MP for Techiman South
- In office 7 January 2001 – 6 January 2005
- President: John Agyekum Kufour

Personal details
- Born: Techiman soiuth, Brong Ahafo Region
- Party: New Patriotic Party
- Alma mater: Kwame Nkrumah University of Science and Technology
- Occupation: Politician

= Prince Oduro-Mensah =

Ghanaian politician

Prince Oduro-Mensah is a Ghanaian Politician and a member of the Third Parliament of the Fourth Republic Representing the Techiman South Constituency in the Brong Ahafo Region of Ghana.

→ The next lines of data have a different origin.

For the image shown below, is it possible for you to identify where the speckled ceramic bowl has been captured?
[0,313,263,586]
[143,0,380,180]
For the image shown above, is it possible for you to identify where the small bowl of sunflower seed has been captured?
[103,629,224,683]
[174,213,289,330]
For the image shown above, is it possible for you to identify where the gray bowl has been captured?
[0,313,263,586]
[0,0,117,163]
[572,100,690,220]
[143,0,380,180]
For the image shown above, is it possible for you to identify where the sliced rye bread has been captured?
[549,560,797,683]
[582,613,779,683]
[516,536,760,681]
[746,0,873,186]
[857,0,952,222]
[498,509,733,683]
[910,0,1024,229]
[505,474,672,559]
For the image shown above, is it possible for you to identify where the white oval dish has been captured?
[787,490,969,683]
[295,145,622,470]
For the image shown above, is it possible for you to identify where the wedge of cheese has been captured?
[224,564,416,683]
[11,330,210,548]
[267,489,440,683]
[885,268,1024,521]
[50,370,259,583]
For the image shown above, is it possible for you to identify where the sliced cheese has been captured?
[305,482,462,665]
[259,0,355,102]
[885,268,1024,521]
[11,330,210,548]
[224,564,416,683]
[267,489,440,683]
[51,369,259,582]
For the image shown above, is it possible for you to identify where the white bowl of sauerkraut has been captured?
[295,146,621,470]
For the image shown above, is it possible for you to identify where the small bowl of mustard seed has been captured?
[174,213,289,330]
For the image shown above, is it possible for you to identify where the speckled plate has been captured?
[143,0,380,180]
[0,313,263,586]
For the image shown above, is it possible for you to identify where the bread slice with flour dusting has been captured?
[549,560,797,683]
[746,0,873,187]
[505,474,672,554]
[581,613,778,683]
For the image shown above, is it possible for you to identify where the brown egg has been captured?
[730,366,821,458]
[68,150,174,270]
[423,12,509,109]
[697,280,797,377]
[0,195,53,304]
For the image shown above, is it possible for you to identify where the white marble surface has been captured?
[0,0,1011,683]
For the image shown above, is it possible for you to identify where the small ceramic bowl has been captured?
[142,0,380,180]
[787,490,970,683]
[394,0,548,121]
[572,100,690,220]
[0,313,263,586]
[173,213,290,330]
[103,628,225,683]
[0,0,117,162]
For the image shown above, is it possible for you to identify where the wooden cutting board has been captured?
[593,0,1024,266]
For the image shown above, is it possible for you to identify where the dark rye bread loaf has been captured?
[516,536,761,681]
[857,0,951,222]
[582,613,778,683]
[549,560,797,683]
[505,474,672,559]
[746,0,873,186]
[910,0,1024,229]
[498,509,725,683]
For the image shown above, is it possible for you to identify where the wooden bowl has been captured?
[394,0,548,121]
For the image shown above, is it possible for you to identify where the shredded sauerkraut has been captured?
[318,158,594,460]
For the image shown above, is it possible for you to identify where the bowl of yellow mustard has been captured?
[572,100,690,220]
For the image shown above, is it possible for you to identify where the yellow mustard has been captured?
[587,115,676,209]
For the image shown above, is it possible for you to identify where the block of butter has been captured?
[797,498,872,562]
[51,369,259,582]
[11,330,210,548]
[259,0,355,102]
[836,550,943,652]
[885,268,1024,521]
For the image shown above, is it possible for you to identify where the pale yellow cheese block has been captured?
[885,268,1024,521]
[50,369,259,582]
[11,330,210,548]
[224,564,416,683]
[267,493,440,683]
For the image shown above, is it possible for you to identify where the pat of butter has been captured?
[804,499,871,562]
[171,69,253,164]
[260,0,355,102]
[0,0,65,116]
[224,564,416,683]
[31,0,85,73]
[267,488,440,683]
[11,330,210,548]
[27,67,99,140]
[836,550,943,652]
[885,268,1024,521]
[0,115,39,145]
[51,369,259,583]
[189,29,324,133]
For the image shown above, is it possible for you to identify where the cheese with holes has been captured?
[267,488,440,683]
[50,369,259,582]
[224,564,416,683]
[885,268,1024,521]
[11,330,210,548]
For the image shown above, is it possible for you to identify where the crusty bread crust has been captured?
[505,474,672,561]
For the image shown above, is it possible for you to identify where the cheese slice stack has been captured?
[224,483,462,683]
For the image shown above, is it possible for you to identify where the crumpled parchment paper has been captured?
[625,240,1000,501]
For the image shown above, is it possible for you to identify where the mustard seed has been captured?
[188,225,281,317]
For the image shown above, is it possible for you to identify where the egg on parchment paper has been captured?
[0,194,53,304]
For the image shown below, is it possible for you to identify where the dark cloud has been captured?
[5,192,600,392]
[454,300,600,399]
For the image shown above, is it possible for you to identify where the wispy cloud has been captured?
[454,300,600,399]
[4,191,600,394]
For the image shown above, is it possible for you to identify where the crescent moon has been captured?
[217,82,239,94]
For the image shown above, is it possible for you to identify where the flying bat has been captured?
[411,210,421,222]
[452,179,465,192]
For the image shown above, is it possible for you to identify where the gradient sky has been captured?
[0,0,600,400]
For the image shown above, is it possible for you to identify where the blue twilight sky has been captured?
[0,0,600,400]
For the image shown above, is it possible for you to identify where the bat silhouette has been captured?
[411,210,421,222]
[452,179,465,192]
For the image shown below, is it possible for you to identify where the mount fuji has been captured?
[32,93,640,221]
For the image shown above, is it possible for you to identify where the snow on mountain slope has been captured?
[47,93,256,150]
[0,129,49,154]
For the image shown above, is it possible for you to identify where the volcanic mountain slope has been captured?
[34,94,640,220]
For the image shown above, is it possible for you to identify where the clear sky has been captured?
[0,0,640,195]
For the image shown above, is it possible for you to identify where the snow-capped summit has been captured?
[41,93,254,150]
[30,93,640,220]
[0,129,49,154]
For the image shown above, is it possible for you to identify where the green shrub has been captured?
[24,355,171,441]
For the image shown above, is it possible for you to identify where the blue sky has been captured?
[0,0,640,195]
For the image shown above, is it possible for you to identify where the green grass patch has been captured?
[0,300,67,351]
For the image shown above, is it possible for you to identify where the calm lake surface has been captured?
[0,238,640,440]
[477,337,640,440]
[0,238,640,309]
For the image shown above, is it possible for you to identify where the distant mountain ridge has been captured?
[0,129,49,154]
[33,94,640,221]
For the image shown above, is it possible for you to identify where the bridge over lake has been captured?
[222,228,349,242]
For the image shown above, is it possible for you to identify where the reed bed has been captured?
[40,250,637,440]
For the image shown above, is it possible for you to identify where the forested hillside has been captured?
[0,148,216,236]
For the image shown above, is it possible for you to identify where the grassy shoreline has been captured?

== Early life and education ==
Mensah was born in 1958 at Techiman South, a town in the Brong Ahafo Region of Ghana. He attended the Kwame Nkrumah University of Science and Technology and obtained a Degree. He attended the University of Education, Winneba and obtained a Diploma in Social Science and English Education.

== Politics ==
Mensah was first elected into Parliament on the Ticket of the New Patriotic Party during the December 2000 Ghanaian General Elections for the Techiman South Constituency in the Brong Ahafo Region of Ghana.He polled 17,350 votes out of the 39,137 valid votes cast representing 44.30%. He won on the ticket of the New Patriotic Party and thus represented the Techiman South constituency in the 3rd parliament of the 4th republic of Ghana. Mensah's constituency was a part of the 14 parliamentary seats out of 21 seats won by the New Patriotic Party in that election for the Brong Ahafo Region. The New Patriotic Party won a majority total of 100 parliamentary seats out of 200 seats in the 3rd parliament of the 4th republic of Ghana. He was elected over Kwadwo Maama Adam of the National Democratic Congress, Joshua Kwame Owusu-Brempong an independent candidate, Moses Kofi Boakye of the Convention People's Party, Afrifa Okyere Benjamin of the United Ghana Movement Party and Kofi Boakye Saarah-Mensah of the National Reform Party. These obtained 16,936, 3,465, 990, 273 and 123 votes respectively out of the total valid votes cast. These were equivalent to 43.30%, 8.90%, 2.50%, 0.70% and 0.30% respectively of total valid votes cast.

== Career ==
Mensah is a former member of Parliament for the Techiman South Constituency in the Brong Ahafo Region of Ghana.